Science also suggests kisses can be our detectives. With each swirl of the tongue, our partner’s saliva gives us hormonal clues about whether he or she would be a good companion for parenthood.
If you pucker up and the kiss is lifeless, your body could be telling you something. So, kiss your partner early and often, Kirshenbaum said, to see if you feel a sizzle.
Consider it the body’s first line of defense against dating – or marrying – the wrong person, said University of Albany evolutionary psychologist Gordon Gallup Jr. It also gets us off the hook for trying to improve our kissing techniques.
“There’s evidence to suggest that modifying your kissing ability might not be in your biological best interest,” Gallup said. “If you push for a relationship after a lackluster kiss, that relationship could end poorly.”
And don’t discount the role your nose can play in bringing you in for a kiss. Scientists have evidence that while men might not be pigs, they certainly smell like them – and women, in fact, may like it.
It turns out that men have the same hormone – androstenone – in their sweat that male pigs have in their saliva.
Though smelling the hormone makes sows immediately receptive to mating, it doesn’t exactly work like a magic elixir for women. However, in some experiments, women have shown a preference for chairs sprayed with the hormone, and men have conspicuously avoided the same seats.
“There are a lot of reasons to think that, as humans, we’re picking up on something at an unconscious level,” Kirshenbaum said. “Any woman who’s ever lived in a college dorm with other women and ended up on the same menstrual cycle knows it’s possible.”
Can’t we just kiss and make up?
It turns out we can. Despite women’s protests that a peck or two at the end of an argument isn’t enough to get a man out of the dog house, scientific research disagrees. According to Gallup, studies show that kissing, and the oxytocin it pumps into the body, actually makes women more likely to dole out a reprieve.
It also shows that a kiss means something different to men and women.
“Research supports what we know about how men view kissing. They kiss as a means to an end,” Gallup said. “Either they want to gain sexual favors or they want forgiveness for misbehavior.”
It’s also a tool men can use to their advantage, said Helen Fisher, a Rutgers University anthropologist who has studied kissing.
Saliva is swimming with testosterone, Fisher said, giving men the chance to slip the women they kiss a little extra hormone to get them in the mood. This added benefit of kissing could also explain why men are far more interested in sloppy, wet kisses than women are, Kirshenbaum said.
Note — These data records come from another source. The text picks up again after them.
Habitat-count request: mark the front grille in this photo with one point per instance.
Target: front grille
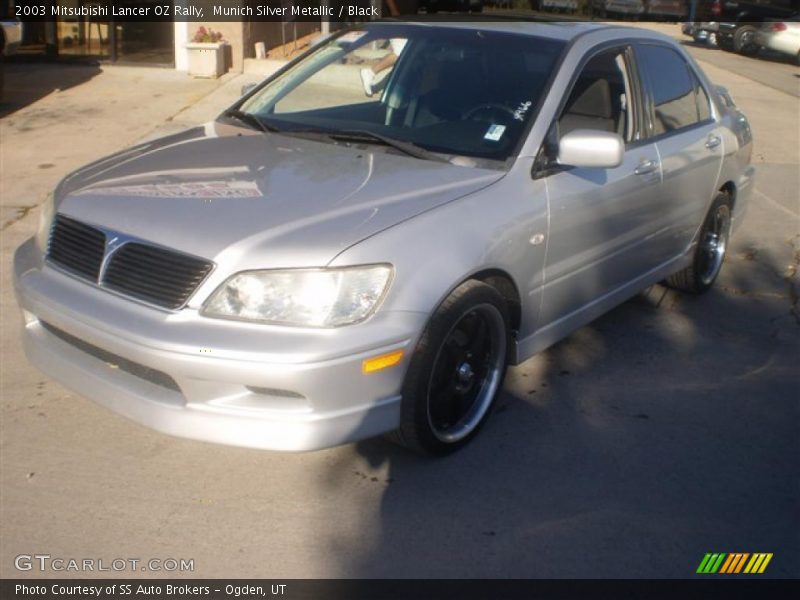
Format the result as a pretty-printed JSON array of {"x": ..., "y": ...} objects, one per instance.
[
  {"x": 150, "y": 273},
  {"x": 153, "y": 274},
  {"x": 76, "y": 247},
  {"x": 113, "y": 361}
]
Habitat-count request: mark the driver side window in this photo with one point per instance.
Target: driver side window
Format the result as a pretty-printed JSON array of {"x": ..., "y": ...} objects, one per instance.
[{"x": 601, "y": 97}]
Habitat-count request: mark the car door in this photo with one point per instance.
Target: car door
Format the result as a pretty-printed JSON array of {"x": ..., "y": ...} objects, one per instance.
[
  {"x": 602, "y": 221},
  {"x": 688, "y": 138}
]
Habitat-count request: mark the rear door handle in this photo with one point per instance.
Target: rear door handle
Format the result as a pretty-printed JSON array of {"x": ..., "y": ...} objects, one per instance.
[{"x": 645, "y": 167}]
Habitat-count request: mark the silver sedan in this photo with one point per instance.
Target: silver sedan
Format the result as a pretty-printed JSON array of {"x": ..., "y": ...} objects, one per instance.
[{"x": 364, "y": 242}]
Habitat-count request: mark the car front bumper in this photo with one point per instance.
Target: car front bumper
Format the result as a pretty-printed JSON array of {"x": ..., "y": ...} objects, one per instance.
[{"x": 215, "y": 380}]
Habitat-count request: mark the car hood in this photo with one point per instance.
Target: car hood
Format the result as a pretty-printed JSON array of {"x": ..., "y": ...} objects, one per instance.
[{"x": 260, "y": 200}]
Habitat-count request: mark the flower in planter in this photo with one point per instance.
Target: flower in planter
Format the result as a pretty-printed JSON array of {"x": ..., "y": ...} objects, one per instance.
[{"x": 207, "y": 36}]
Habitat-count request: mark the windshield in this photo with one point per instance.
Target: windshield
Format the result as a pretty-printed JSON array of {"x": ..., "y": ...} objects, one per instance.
[{"x": 447, "y": 90}]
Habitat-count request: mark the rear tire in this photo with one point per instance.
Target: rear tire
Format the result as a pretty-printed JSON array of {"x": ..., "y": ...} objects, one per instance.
[
  {"x": 744, "y": 40},
  {"x": 456, "y": 371},
  {"x": 710, "y": 251}
]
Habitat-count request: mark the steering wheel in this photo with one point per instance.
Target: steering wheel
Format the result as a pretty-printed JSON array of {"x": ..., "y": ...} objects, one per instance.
[{"x": 489, "y": 108}]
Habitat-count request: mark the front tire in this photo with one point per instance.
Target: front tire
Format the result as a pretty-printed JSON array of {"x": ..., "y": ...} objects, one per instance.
[
  {"x": 456, "y": 371},
  {"x": 710, "y": 251}
]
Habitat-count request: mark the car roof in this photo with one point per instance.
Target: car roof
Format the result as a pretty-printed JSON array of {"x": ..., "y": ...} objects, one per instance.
[{"x": 557, "y": 30}]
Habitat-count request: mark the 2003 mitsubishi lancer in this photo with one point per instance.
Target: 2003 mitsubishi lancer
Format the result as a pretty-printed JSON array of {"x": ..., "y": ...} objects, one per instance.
[{"x": 365, "y": 241}]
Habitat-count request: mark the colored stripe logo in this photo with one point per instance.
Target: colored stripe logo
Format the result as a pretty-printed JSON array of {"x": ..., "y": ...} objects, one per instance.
[{"x": 735, "y": 562}]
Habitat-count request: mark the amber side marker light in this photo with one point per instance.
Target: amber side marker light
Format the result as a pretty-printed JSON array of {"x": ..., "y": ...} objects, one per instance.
[{"x": 384, "y": 361}]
For women, though, kissing is less about sex and more about whether the relationship is solid or whether it’s on the way down.
“We see a lot among committed couples that women view the amount of kissing as a barometer of the relationship’s status,” Gallup said. “In their minds, the more kissing there is, the more passionate it is, the more viable the relationship is.”
And once you find the right person, there’s only one way to keep the relationship simmering Kirshenbaum said. Just keep kissing.